This morning, Occupy Oakland was peacefully evicted after "hundreds of police officers
raided the Occupy Oakland tent city." As of this writing "there were no
reports of injuries or skirmishes and 32 were arrested for failing to
disperse."
No doubt the protesters will return. What is unfortunate, as David Atkins writes is "the
storyline of peaceful persistence at Occupy Oakland" has been
somewhat overshadowed by a small group of "black bloc anarchists," whose "tactics threaten to discredit the movement in Oakland, hand easy
fodder to the right-wing media machine, and who have been disrupting the General Assemblies as well."
Most Occupiers reject the anarchists and their destructive methods. But given the movement's openness -- in many ways a great strength -- this is a tricky problem to solve.

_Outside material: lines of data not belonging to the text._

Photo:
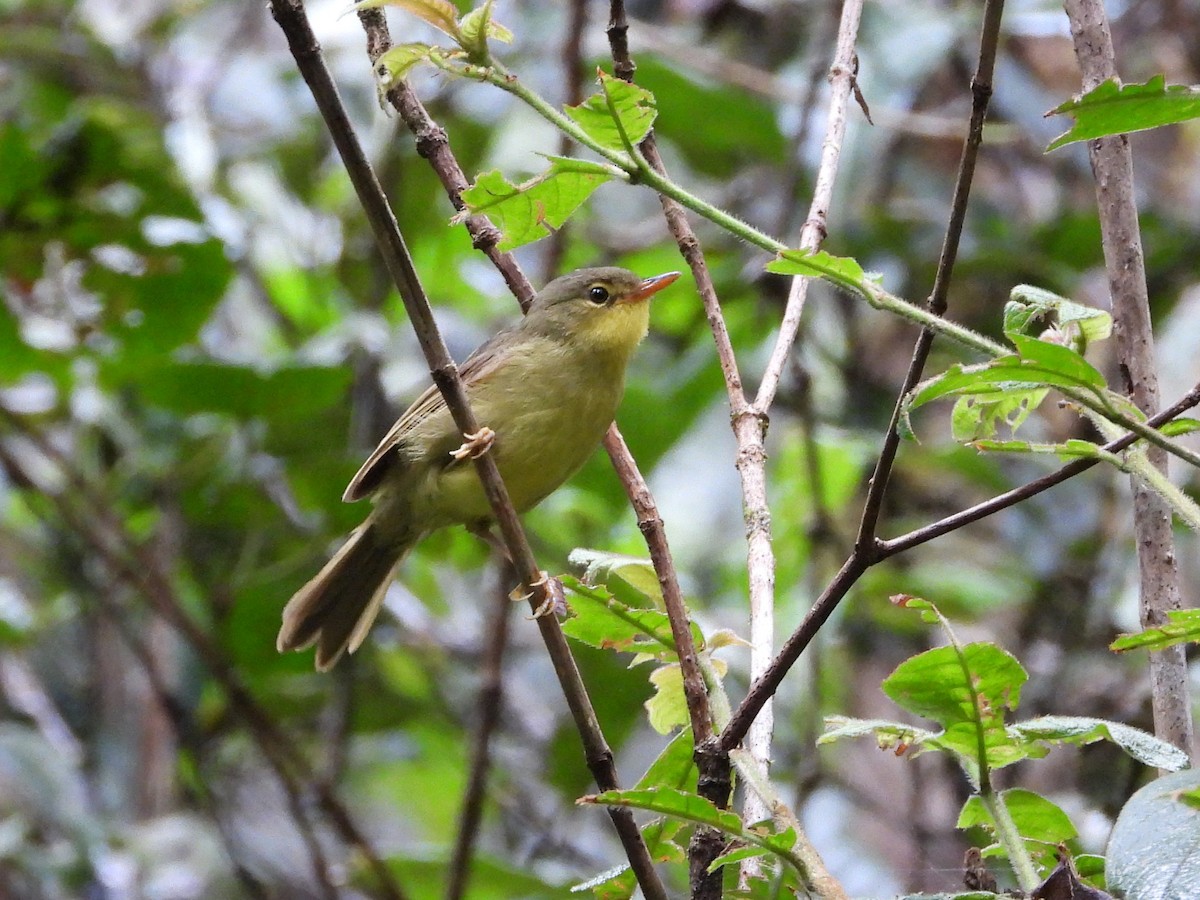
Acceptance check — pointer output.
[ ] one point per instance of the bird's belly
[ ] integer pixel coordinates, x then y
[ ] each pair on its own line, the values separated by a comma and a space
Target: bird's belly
535, 449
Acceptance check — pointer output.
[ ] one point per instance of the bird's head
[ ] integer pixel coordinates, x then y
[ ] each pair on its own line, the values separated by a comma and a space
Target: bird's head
600, 309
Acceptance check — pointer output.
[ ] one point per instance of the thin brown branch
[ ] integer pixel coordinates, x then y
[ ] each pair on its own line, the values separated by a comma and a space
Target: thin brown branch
491, 697
790, 183
864, 553
573, 79
1121, 238
841, 78
1011, 498
292, 19
714, 780
981, 96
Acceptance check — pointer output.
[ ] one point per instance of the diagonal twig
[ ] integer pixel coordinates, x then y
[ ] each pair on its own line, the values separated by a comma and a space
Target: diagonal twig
293, 21
1159, 589
863, 555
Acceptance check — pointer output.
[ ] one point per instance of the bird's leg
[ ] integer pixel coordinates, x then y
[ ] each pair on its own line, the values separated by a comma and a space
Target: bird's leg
556, 598
475, 445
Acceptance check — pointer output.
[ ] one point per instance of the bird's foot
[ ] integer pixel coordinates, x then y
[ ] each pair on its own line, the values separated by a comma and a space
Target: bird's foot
555, 601
475, 445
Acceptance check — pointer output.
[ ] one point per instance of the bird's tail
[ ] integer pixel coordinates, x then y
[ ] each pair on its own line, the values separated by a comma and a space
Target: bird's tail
335, 610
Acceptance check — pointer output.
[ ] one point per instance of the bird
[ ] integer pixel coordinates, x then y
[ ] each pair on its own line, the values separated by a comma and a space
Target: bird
544, 391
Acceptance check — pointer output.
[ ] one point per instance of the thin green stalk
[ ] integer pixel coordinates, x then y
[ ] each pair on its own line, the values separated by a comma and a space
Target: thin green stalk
718, 700
1009, 838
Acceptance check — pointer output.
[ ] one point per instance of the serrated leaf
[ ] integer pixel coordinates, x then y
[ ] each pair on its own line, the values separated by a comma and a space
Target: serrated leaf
1039, 365
675, 767
1153, 851
844, 271
969, 693
1029, 304
618, 114
1037, 819
605, 622
442, 15
977, 417
935, 683
1115, 108
667, 707
399, 61
1061, 361
636, 574
1081, 730
477, 27
1041, 822
535, 208
1182, 625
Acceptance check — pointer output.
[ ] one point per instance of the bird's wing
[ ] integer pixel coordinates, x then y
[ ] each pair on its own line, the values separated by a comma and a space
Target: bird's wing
478, 367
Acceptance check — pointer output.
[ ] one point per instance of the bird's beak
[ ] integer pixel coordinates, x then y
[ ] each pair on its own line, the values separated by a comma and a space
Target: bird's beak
648, 288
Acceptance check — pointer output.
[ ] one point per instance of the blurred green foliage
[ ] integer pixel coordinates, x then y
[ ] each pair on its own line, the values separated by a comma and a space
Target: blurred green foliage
198, 343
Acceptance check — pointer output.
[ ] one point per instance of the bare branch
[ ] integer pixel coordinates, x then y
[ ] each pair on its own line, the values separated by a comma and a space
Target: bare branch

Indeed, as Sara Robinson has noted, popular movements have long had to cope with what she refers to as the "asshole problem."
Atkins concludes: "If one of the movement's goals is to not only advocate for different
public policy but a rethinking of the way society itself is organized,
it will have to find an effective way of dealing with people whose only
interest is in derailing the movement for their own whims."
Occupy Oakland will reconverge at the Oakland Public Library this afternoon a 4 PM. Hopefully the Occupiers will regain the momentum they had before the disruption of vandalism and violence, and as Joan Walsh writes, "find a new way to channel the transformative energy the movement generated."